Never was the latter more evident than on 1988's Daydream Nation. If their first four albums ('83's Confusion Is Sex, '85's Bad Moon Rising, '86's EVOL and '87's masterful Sister) progressed from wilfully demanding experimentalism to a significantly more approachable, though no less challenging, melding of rock'n'roll and avant garde music, Daydream Nation was their biggest step yet. Previously, Sonic Youth had vacillated between music and art; here, they erased that boundary and drew a whole new one.
Ironically, given their received status as godfathers to Seattle's great unwashed - a mantle they were never wholly comfortable with - Daydream Nation is no grunge album. Rather it's a limitless landscape of sound whose ever-shifting topography takes in discordant highs and pacific lows, often in the same musical passages.
This duality permeates Daydream Nation's sprawling 71-minute length. Opener and early college radio hit Teenage Riot - by far the album's most straightforward track - is an ironically lackadaisical call-to-arms that presaged Kurt Cobain's own knowingly disaffected slacker anthem Smells Like Teen Spirit by three years. Conversely, Providence's delicate piano, crackling static and disembodied voice is as dreamlike as the burning candle on the album's artwork (a detail from German abstract artist Gerhard Richter's 1983 painting Kerze).
For all their lofty pretensions, Sonic Youth always had the capacity to rock out. Silver Rocket is a snarling, punk-inflected workout propelled by singer/guitarist Thurston Moore's boyishly bratty snarl. Elsewhere, fitting titled three-part closer Trilogy careens wildly between relentless guitar motorik and disharmonic freakouts.
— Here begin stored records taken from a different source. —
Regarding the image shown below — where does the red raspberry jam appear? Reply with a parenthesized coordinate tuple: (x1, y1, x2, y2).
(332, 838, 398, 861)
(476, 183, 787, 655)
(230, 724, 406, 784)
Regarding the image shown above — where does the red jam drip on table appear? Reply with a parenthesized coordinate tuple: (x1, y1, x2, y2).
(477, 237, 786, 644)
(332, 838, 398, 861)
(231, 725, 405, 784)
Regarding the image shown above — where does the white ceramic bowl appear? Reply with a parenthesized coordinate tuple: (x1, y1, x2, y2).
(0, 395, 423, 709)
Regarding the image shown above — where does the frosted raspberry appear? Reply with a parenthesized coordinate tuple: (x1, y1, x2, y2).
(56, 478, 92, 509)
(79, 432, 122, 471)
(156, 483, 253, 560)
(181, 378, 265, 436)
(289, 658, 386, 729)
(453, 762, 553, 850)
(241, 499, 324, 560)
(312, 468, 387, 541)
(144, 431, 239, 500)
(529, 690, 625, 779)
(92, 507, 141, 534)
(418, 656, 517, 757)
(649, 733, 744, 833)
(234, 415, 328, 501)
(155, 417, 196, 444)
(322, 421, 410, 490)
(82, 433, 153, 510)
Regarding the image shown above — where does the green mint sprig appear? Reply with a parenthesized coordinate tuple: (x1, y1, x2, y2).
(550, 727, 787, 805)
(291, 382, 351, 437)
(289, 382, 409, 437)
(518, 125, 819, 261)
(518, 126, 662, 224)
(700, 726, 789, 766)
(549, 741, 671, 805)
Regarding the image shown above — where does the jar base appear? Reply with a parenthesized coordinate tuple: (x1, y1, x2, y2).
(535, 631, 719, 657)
The whole album is a nutshell, in other words.
Visionary as it is, thoug, Daydream Nation's musical influence on grunge is debatable - its arty tendencies and (albeit disguised) intellectualism ran counter to the latter's more primal urges. But there's no doubting the fact that its creators' unwillingness to conform helped shape the fiercely independent attitude of such first-generation grunge acts such as Soundgarden and Mudhoney.
After Daydream Nation, Sonic Youth left indie purists aghast when they signed to a major label, Geffen, home of Guns N' Roses. Typically, their contract stipulated that the band retained artistic control over their material; more pertinently, Thurston Moore took the opportunity to introduce his new paymasters to a relatively unknown band named Nirvana.
"We are influential in showing people that you can make any kind of music you want", said Kim Gordon. This unconventional masterpiece remains the ultimate confirmation of that statement.